Patatesin Türkçede Kaç Adı Var?

Patates geniş insanlığın yararlandığı bir bitkisel besin.

Üstelik dünya çapına göre genişlemesi de “dünkü olay” sayılır, yayılmasının tarihi oldukça yeni. Ama çok yerde en temel gıda durumundadır. Anavatanı bir tek Güney Amerika kıtası (özellikle Peru ve Bolivya) olan patatesin, kutsal yasalara karşı geldikleri için iki sevgilinin diri diri gömülmelerinden ortaya çıktığı efsanesi1 patatesin gördüğü saygınlıktan gelmiş olmalıdır.

Patates Yeni Dünya’nın keşfinden sonra yayılma göstermiş, yani Avrupa’nın (ve Amerika dışı dünyanın) onunla ilk kez tanışmasının tarihi beş yüz yıldan eskiye gitmiyor.2 Buna karşın tarımı dünyada tahıllar arkasından ikinci sırada olacak kadar yaygındır. Tahıllar ki, “insan”ın beslenmek için tanıdığı en eski ve evcilleştirdiği ilk bitkilerdir, tarım devriminin de öznesidirler.

Patates, bu “yabancı” bitki, hep benimsenmiş ve ulaştığı her yerde “yerli” olmuştur.

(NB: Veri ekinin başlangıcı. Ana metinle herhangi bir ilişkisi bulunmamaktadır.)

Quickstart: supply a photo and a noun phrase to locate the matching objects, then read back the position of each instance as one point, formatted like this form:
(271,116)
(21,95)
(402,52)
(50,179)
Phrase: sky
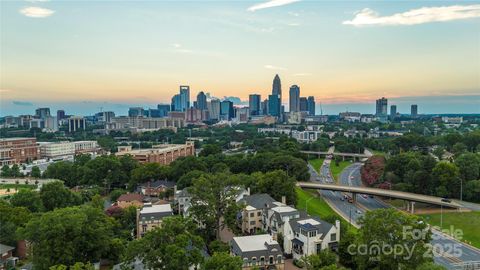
(83,56)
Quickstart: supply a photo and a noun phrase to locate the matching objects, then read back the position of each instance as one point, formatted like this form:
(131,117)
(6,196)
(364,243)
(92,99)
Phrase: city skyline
(52,56)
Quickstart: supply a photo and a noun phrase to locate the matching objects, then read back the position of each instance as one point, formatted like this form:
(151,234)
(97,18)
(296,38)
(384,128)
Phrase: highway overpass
(344,155)
(407,196)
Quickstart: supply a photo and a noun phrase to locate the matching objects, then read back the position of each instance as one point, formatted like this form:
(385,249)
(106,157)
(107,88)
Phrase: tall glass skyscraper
(254,104)
(273,105)
(294,98)
(201,101)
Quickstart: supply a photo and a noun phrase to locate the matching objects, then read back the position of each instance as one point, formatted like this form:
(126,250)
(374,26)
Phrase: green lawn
(316,163)
(468,222)
(337,170)
(316,206)
(18,186)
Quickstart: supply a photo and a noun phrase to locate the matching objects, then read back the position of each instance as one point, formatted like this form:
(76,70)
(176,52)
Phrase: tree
(55,195)
(36,173)
(11,218)
(319,260)
(222,261)
(116,193)
(398,230)
(174,245)
(69,235)
(6,172)
(213,199)
(29,199)
(447,177)
(469,166)
(15,171)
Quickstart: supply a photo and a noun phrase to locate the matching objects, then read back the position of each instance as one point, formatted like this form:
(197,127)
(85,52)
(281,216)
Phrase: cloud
(274,67)
(36,12)
(271,3)
(415,16)
(22,103)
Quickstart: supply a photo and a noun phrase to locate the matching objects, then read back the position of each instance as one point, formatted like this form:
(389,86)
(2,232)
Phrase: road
(455,253)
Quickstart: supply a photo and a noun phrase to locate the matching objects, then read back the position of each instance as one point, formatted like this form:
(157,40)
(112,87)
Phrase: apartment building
(163,154)
(151,216)
(18,150)
(258,252)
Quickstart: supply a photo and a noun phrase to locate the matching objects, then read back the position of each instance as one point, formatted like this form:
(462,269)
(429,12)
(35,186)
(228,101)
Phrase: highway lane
(452,250)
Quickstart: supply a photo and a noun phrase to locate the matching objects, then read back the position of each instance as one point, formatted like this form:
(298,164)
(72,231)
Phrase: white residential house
(310,235)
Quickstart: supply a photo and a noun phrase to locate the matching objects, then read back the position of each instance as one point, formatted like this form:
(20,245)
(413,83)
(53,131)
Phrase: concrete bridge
(407,196)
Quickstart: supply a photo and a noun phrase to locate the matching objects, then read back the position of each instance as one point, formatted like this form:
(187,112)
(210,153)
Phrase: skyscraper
(42,112)
(163,109)
(294,98)
(135,111)
(381,107)
(273,105)
(277,90)
(414,110)
(254,104)
(303,104)
(201,101)
(393,111)
(226,110)
(311,105)
(214,109)
(177,103)
(184,97)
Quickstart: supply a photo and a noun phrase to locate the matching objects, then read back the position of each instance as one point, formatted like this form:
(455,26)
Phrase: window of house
(333,237)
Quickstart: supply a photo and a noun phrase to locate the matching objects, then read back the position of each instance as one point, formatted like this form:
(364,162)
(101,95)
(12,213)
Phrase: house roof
(258,201)
(254,242)
(156,211)
(5,248)
(159,183)
(310,223)
(129,197)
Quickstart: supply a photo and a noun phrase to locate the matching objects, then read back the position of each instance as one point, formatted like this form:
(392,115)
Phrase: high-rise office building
(265,107)
(60,115)
(135,111)
(213,107)
(414,110)
(277,90)
(226,110)
(184,97)
(176,103)
(381,107)
(311,105)
(294,98)
(274,105)
(254,104)
(42,112)
(303,104)
(76,123)
(393,111)
(201,101)
(163,109)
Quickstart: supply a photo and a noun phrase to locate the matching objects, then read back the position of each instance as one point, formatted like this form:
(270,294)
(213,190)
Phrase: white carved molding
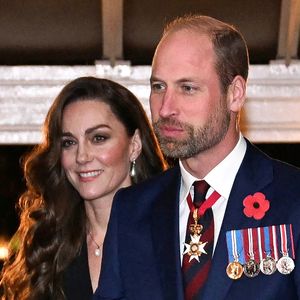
(271,113)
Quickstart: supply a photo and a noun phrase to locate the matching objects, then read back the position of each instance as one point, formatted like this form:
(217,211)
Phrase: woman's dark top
(77,282)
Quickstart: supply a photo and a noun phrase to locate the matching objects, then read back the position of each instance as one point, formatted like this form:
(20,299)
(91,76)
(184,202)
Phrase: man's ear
(136,145)
(236,94)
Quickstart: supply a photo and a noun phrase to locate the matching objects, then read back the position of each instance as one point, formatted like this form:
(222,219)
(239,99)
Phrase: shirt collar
(222,176)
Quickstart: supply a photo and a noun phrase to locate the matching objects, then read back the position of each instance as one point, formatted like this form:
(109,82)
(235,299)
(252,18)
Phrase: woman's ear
(136,145)
(236,94)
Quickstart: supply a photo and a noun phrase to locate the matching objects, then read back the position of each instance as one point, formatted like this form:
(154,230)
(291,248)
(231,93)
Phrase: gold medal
(195,248)
(268,265)
(251,268)
(234,270)
(285,265)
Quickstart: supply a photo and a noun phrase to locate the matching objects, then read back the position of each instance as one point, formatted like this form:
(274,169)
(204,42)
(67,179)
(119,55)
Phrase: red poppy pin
(256,206)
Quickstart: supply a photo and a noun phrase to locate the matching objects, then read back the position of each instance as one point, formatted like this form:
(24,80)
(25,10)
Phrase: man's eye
(157,86)
(67,143)
(189,88)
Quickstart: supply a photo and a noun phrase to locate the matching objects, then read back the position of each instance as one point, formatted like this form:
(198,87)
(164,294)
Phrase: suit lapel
(165,235)
(255,173)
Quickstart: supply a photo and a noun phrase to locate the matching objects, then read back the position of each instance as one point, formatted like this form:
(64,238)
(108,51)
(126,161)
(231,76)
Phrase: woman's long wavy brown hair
(52,215)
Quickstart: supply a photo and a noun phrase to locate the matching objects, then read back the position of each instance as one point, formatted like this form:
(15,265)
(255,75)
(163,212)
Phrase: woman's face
(96,150)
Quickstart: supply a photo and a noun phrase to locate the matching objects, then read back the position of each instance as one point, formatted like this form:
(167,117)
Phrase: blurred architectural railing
(271,113)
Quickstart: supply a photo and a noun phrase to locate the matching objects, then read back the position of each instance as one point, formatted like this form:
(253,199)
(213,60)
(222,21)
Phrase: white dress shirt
(220,179)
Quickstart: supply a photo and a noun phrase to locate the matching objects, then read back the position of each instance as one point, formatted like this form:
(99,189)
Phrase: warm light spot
(3,252)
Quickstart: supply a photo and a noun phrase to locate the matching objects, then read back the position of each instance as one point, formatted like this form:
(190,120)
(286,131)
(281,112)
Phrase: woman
(97,139)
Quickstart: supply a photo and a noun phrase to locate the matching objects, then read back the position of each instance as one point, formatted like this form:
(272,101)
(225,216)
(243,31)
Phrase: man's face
(189,112)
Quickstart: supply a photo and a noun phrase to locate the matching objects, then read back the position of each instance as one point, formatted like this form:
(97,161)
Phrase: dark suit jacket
(141,254)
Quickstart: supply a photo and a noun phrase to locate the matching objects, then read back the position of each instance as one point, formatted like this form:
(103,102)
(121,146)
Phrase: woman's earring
(132,169)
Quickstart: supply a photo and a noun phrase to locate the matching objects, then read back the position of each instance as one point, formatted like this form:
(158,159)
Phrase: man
(243,240)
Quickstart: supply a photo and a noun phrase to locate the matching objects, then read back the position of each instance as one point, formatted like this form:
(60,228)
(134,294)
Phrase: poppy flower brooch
(256,205)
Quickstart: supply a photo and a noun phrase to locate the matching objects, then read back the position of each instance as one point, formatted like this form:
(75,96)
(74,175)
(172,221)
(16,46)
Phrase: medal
(285,265)
(195,248)
(268,265)
(234,270)
(251,267)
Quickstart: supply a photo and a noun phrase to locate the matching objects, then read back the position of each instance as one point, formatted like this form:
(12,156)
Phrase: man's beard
(198,139)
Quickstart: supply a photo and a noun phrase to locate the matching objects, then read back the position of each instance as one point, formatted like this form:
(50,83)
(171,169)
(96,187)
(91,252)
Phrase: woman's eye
(99,138)
(156,87)
(67,143)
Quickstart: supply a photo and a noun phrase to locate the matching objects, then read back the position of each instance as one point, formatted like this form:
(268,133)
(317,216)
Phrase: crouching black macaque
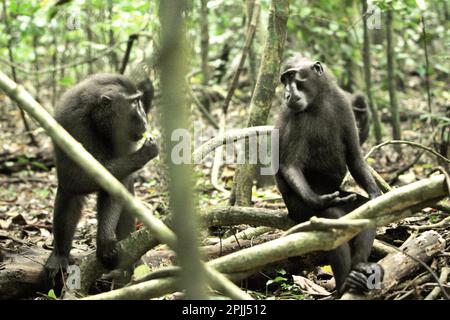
(107,114)
(318,141)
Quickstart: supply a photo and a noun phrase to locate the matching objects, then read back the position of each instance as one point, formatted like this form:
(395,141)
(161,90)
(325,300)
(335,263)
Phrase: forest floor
(28,187)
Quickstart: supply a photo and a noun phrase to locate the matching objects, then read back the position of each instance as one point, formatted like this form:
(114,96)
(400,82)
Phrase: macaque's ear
(105,100)
(317,67)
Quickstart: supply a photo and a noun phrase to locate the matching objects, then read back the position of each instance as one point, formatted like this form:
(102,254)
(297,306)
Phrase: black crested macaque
(318,141)
(107,114)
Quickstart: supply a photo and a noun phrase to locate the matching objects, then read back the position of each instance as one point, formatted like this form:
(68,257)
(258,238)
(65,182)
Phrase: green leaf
(141,271)
(51,294)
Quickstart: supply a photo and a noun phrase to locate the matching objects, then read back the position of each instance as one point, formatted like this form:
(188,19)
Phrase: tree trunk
(391,76)
(368,77)
(204,40)
(264,92)
(175,117)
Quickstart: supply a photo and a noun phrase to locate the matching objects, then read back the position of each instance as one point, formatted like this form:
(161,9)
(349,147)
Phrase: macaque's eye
(302,74)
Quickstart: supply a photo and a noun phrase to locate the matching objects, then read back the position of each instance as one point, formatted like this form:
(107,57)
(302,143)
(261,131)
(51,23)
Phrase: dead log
(398,266)
(21,273)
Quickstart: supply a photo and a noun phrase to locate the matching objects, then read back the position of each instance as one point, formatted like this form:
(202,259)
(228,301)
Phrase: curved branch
(234,135)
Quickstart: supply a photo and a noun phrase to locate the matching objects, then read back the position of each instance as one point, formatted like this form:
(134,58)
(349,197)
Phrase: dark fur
(318,141)
(99,114)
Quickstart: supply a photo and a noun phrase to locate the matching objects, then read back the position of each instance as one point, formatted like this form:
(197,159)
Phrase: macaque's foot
(54,269)
(364,277)
(107,253)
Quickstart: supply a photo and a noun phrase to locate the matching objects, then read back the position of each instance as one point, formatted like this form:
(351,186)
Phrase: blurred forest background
(400,61)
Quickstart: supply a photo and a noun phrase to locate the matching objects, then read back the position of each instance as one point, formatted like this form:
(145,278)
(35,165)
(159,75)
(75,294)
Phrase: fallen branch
(104,178)
(397,265)
(390,207)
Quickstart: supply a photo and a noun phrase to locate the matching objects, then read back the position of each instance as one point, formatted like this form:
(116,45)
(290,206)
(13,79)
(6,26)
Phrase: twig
(414,144)
(442,279)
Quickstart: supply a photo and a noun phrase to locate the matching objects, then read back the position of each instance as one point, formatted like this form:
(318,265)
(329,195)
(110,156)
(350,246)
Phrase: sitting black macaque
(318,141)
(107,114)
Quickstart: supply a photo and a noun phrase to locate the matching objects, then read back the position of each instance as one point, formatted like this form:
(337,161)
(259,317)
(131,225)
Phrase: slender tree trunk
(252,56)
(204,41)
(114,61)
(54,63)
(368,76)
(175,117)
(13,71)
(264,92)
(391,76)
(89,35)
(36,66)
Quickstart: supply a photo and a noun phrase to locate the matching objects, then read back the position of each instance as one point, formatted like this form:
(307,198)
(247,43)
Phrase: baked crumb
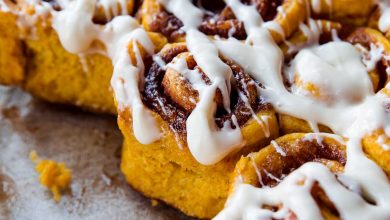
(53,175)
(154,202)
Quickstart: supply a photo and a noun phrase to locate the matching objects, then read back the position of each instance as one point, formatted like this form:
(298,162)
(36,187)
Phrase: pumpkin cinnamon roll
(170,168)
(373,48)
(59,50)
(279,181)
(282,18)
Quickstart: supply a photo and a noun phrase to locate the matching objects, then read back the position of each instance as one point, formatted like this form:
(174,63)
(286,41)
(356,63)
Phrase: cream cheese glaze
(336,68)
(384,20)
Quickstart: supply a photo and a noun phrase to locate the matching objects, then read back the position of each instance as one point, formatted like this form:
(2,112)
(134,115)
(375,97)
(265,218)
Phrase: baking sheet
(89,144)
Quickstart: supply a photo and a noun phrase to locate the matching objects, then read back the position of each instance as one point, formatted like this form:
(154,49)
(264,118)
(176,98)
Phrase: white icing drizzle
(77,32)
(372,56)
(278,148)
(384,20)
(335,68)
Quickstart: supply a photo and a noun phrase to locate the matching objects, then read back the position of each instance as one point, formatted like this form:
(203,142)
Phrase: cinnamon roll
(374,49)
(61,61)
(171,92)
(380,18)
(281,16)
(284,168)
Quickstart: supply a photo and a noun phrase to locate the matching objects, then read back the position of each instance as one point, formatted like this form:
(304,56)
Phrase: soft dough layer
(166,171)
(41,66)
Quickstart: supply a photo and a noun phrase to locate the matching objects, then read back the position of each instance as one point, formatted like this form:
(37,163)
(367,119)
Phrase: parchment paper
(88,143)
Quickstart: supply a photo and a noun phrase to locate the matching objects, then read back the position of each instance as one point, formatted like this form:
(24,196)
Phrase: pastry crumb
(52,174)
(154,202)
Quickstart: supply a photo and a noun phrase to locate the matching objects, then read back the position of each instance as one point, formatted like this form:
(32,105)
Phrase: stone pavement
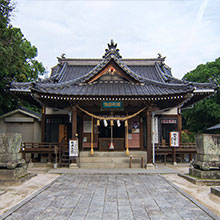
(110,197)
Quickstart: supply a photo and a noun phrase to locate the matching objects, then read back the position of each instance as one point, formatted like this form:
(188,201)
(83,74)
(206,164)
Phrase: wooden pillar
(74,122)
(92,135)
(149,137)
(43,123)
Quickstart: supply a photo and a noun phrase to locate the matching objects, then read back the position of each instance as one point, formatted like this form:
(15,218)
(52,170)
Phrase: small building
(23,121)
(112,103)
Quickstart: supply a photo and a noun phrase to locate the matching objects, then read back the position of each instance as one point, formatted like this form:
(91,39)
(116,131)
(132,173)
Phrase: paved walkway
(160,169)
(110,197)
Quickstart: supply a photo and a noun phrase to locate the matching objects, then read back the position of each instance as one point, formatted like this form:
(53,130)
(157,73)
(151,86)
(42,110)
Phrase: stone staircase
(110,159)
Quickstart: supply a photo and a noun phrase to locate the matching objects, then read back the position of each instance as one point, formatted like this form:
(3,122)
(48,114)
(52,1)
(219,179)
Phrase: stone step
(97,165)
(107,160)
(109,165)
(111,153)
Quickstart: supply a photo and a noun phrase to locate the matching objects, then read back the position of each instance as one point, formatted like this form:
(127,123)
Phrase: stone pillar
(12,166)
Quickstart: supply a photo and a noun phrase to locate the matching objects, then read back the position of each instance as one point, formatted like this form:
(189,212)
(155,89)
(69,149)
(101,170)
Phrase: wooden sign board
(112,105)
(174,139)
(73,148)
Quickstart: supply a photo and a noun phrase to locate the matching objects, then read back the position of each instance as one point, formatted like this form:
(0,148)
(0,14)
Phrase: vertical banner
(73,148)
(174,139)
(155,130)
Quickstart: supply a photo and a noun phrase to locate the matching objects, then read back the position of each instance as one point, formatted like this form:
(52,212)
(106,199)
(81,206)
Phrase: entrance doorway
(118,136)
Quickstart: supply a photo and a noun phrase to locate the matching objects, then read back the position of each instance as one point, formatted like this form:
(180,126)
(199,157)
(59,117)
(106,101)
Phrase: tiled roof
(151,77)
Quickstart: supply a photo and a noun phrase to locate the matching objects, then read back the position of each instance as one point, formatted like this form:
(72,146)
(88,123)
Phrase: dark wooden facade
(145,89)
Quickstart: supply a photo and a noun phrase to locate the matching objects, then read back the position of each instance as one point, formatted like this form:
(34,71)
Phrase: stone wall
(10,146)
(208,152)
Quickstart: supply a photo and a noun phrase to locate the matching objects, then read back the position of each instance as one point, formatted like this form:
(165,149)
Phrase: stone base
(13,174)
(211,174)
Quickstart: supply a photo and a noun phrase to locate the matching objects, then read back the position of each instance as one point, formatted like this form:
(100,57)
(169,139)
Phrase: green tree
(206,112)
(17,57)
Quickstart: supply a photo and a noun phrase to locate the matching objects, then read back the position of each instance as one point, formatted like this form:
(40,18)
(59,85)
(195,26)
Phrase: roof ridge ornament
(112,50)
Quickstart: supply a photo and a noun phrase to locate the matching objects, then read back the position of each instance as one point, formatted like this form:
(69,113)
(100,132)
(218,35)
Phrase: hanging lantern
(98,122)
(112,122)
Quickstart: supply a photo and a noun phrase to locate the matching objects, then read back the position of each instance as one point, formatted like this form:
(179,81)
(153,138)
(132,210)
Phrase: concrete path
(113,197)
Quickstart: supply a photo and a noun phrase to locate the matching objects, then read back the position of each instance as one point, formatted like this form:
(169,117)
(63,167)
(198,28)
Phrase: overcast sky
(187,32)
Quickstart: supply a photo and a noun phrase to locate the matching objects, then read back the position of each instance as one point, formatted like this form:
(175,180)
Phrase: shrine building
(111,103)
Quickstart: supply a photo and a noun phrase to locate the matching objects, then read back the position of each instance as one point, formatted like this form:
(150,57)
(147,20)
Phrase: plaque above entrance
(110,105)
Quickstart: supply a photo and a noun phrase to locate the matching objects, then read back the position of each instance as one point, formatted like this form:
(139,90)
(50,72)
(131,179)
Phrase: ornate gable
(112,68)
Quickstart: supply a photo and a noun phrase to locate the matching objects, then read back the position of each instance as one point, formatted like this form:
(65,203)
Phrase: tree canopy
(205,113)
(17,57)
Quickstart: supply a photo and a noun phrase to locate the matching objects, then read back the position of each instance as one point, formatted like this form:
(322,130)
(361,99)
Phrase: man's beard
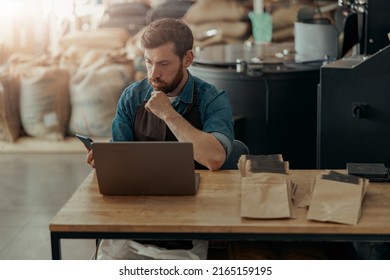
(167,88)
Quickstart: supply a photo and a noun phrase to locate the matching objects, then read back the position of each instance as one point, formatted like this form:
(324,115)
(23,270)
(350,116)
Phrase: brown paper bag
(338,200)
(266,196)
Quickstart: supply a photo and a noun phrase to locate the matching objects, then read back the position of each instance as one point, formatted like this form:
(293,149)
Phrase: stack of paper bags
(266,189)
(249,164)
(337,197)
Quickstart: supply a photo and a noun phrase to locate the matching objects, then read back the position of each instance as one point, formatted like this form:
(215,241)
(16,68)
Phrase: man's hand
(160,105)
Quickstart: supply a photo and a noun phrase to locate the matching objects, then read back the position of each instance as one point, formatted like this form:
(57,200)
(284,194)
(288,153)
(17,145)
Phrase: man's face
(165,68)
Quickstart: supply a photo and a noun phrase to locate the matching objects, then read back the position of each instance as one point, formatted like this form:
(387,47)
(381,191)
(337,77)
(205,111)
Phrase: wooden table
(214,213)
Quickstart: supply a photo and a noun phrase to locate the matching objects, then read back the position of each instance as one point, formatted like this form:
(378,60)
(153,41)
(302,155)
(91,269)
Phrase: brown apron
(148,127)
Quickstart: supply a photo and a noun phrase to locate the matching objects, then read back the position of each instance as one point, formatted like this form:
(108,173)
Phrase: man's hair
(168,30)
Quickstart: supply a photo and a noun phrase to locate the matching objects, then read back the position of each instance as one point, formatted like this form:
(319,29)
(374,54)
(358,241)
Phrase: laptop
(145,168)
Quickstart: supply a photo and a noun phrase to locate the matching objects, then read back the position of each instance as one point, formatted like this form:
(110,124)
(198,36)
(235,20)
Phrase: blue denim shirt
(214,106)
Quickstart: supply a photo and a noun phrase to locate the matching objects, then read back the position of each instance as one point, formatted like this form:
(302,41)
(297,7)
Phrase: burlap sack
(94,91)
(10,124)
(108,38)
(44,102)
(215,10)
(228,29)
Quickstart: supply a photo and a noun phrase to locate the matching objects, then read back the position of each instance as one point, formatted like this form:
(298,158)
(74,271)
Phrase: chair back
(239,148)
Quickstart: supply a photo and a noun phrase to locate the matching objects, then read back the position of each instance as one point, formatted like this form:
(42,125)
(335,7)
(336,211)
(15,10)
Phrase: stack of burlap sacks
(77,90)
(74,92)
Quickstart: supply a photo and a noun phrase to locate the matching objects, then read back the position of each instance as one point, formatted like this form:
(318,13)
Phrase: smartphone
(86,141)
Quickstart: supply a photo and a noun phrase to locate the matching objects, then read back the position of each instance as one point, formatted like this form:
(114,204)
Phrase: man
(171,104)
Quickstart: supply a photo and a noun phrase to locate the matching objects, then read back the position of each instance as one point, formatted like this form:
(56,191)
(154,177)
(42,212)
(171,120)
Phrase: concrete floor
(33,187)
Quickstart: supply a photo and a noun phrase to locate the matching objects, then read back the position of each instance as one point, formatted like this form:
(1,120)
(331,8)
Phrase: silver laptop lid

Bu denli benimsenmesinin ve yaygınlığın nedeni olarak bütün olumlu özelliklerini saymayalım, ama besleyiciliği ve yetiştiricilik kolaylığı yanında neredeyse her iklime uyumlu olup (esas aradığı iklim, ılıman ve serin iklimdir) depolanma elverişliği en öndedir.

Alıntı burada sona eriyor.